The Securities and Exchange Commission wants the information as part of its eternal quest to ensure compliance, it says. And the Financial Industry Regulatory Authority (FINRA), perhaps trying to outdo its sometimes-competitor, is pursuing its own investigation of what it calls “suspicious market activity.”

But these computer codes depend on hundreds of hours of research and calculations, and are considered a “special sauce” that firms aren’t eager to share, as this Reuters report explains.

By the time the market experienced the flash crash of May 6, 2010, wherein runaway computer trades drove the Dow Jones Industrial Average down by 1,000 points in just minutes, some investors had already begun to worry about the consequences of high-frequency trading. High-frequency trading is a type of algorithmic trading often used to exploit price differentials in global markets. By buying and selling huge volumes at lightning speeds, traders turn small differentials into huge profits.

Observe the crash here: 




The first investigations into these trades began soon after that startling wake-up call, but so far regulators only dipped a proverbial toe into the sea of high frequency trading. Now they’re diving in.

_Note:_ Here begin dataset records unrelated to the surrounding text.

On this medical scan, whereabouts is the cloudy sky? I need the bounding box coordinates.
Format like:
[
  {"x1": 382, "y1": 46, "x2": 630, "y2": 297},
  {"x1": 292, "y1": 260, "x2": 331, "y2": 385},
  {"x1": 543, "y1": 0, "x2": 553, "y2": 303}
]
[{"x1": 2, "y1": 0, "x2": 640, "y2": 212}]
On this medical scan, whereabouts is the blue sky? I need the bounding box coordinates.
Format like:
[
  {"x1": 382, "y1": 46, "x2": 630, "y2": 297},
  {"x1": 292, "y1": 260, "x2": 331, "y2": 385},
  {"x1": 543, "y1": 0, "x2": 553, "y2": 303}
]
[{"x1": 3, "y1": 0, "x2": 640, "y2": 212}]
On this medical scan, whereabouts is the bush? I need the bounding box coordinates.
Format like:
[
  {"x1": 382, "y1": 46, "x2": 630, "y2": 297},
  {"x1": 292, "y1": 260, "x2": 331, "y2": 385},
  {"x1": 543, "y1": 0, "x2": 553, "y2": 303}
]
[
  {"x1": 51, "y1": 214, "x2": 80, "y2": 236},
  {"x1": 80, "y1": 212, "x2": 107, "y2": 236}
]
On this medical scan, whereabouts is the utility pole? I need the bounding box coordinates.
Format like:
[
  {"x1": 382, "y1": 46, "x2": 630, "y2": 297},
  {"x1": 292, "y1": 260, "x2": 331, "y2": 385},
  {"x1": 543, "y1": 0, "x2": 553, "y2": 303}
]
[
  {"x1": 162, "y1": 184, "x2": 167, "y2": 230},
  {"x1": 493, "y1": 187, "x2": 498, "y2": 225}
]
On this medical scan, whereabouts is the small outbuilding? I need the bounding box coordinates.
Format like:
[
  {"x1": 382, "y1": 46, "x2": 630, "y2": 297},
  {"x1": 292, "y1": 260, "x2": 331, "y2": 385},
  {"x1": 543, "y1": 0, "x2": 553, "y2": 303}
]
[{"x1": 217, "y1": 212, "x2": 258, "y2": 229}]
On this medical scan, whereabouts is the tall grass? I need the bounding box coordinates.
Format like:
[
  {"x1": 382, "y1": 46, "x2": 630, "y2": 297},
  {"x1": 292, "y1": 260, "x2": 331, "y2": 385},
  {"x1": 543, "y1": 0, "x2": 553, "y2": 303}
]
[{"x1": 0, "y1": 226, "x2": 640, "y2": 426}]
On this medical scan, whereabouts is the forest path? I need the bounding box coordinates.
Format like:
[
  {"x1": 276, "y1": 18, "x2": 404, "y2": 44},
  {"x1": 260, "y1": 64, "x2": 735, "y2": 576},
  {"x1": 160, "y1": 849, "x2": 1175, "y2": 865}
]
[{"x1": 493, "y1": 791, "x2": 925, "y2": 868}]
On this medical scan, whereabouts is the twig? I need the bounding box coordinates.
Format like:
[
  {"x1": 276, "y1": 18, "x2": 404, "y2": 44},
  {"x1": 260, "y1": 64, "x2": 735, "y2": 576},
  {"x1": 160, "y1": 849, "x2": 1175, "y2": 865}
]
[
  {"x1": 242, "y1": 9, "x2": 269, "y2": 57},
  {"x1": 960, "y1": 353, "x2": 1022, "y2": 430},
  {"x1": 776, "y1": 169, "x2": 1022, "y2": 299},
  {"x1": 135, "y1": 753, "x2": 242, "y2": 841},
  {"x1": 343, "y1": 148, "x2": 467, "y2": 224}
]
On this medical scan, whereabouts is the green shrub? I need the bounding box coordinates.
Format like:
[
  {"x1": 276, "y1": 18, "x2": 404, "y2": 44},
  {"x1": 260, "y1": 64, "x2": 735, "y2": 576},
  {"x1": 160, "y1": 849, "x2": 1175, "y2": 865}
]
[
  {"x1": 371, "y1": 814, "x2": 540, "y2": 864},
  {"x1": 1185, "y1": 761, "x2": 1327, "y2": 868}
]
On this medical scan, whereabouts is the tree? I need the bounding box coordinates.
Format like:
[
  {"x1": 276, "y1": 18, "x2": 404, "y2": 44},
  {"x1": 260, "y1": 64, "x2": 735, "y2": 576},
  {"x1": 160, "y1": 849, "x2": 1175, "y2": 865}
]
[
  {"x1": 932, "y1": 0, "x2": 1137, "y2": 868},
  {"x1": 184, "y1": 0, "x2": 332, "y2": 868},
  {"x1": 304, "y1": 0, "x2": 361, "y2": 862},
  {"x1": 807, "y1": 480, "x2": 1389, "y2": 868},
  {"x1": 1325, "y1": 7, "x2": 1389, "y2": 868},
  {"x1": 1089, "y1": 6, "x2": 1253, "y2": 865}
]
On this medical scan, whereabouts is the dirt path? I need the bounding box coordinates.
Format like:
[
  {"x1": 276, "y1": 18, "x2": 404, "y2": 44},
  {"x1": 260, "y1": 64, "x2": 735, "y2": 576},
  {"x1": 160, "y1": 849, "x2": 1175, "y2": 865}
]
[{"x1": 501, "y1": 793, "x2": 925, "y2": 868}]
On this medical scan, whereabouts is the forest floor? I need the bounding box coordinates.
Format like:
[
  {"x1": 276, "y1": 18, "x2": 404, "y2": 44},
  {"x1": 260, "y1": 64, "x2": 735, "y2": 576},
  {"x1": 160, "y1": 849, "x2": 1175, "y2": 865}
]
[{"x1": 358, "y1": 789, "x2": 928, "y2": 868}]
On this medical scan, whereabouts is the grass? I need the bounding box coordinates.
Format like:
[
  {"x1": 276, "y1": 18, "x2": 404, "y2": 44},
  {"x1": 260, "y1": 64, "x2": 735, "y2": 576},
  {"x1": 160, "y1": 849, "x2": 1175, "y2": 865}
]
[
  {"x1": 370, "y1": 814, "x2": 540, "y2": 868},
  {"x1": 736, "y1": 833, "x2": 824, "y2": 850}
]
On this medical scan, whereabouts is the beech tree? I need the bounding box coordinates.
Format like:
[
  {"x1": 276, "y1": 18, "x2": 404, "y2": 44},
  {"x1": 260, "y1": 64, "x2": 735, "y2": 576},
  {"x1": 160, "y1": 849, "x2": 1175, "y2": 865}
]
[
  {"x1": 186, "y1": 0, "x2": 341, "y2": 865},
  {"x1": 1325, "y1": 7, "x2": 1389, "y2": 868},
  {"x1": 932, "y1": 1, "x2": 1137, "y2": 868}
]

Concerns over high frequency trading aren’t limited to potential repeats of the flash crash. In fact, that’s already been somewhat guarded against. Instead, some think that high-frequency trading, even when done right, is bad for the market.

Computers can’t consider nuances like recent changes in company management or complex historic trends, and so any algorithmic trading allocates capital less wisely than a human trader would, opponents say. That in turn does an injustice to the market by wasting capital on investments that are less than ideal. A survey by Liquidnet found that investors are “clearly concerned that their long-term investment styles are at odds with the speculative, nano-second profit taking approach utilized by high frequency traders."

And the proliferation of warp-speed, automated trading certainly handicaps independent investors. As this piece on 24/7 Wall St. notes, the strategy “excludes Joe Public, leaving the typical investor at a huge disadvantage against the professionals.”